Virginia steadily wiping out rape kit backlog

Picture this -- a heinous crime is committed. There is evidence, but authorities let it languish for years. That is the unfortunate reality all over the country as rape kit backlogs remain untouched.

In 2019, rapists could be walking free simply because the resources aren't there to run the tests.
It is disheartening, it is maddening and it's why the issue took center stage Tuesday night at George Mason University.

FOX 5 was there as students screened a documentary, called "I am Evidence." They also heard from Virginia Attorney General Mark Herring, who has made this issue a top priority.

Using more than $3 million in grant money, the state has almost eliminated their entire rape kit backlog and they've also invested in law enforcement training that they say will ensure a more survivor-centered, trauma-informed response to sexual violence.

"It is really important for survivors to know this, to know that their commonwealth stands with them, and as their attorney general, I will always do that," said Herring. "And it also means that we have an opportunity to make sure that if there are perpetrators still out there, we bring them to justice."
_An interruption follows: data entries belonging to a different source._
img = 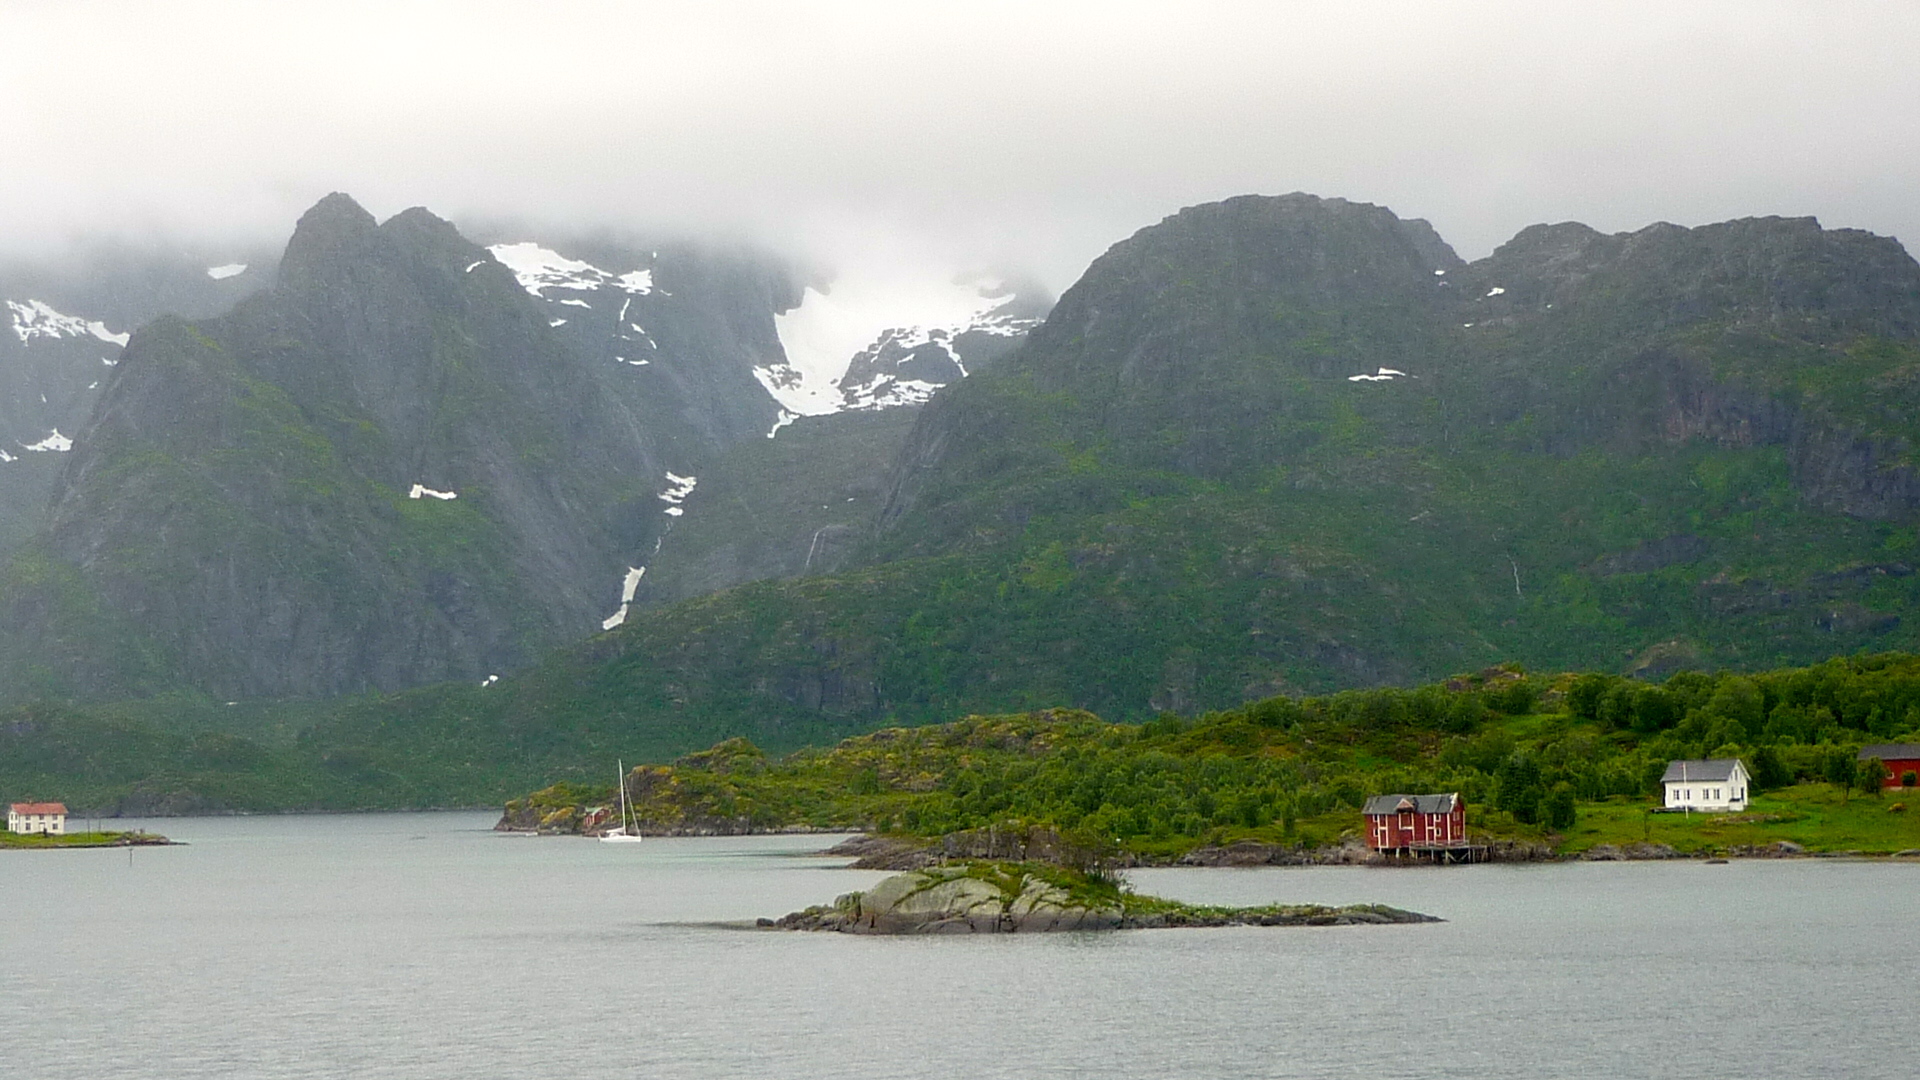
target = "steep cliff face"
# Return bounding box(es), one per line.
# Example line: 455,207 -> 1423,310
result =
0,194 -> 816,701
0,249 -> 267,550
878,193 -> 1465,549
885,201 -> 1920,551
1453,216 -> 1920,519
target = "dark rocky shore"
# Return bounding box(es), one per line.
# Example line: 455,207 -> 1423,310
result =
822,830 -> 1558,870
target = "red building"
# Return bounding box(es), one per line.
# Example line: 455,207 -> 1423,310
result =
1362,792 -> 1466,851
1858,744 -> 1920,790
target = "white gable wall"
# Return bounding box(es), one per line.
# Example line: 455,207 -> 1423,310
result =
1662,762 -> 1751,811
7,809 -> 66,834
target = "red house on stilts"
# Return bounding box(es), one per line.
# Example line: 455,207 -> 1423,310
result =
1362,792 -> 1468,857
1859,744 -> 1920,790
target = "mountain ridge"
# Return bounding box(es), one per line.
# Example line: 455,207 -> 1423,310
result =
7,192 -> 1920,785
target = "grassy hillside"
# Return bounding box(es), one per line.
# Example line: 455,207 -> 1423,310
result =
500,653 -> 1920,858
12,651 -> 1920,855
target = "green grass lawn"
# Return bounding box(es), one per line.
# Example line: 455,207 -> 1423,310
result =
1559,785 -> 1920,854
0,829 -> 166,849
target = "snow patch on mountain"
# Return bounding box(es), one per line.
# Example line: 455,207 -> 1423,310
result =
489,243 -> 609,297
603,472 -> 698,629
767,274 -> 1044,418
7,300 -> 130,347
1348,367 -> 1411,383
20,429 -> 73,452
206,263 -> 248,280
488,242 -> 660,299
659,471 -> 696,517
408,483 -> 457,500
600,565 -> 649,630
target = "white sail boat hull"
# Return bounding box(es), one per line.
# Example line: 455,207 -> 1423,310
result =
600,758 -> 644,843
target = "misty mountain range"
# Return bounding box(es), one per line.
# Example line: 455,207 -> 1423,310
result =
5,188 -> 1920,809
0,193 -> 1047,700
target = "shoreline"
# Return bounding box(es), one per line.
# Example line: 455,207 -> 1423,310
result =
487,828 -> 1920,866
0,833 -> 178,850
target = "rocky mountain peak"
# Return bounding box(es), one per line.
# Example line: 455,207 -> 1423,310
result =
1009,192 -> 1461,399
1471,214 -> 1920,342
277,192 -> 381,286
"For the victim who has already been violated to not have a sense that they have real full access to justice, none of us would want to be in that situation," said Toni Zollicoffer, division director of Fairfax County Domestic and Sexual Violence Services.

This is not just a Virginia issue. Maryland, for example, still has thousands of rape kits that have gone untested, according to the website "End The Backlog", which tracks this issue nationwide.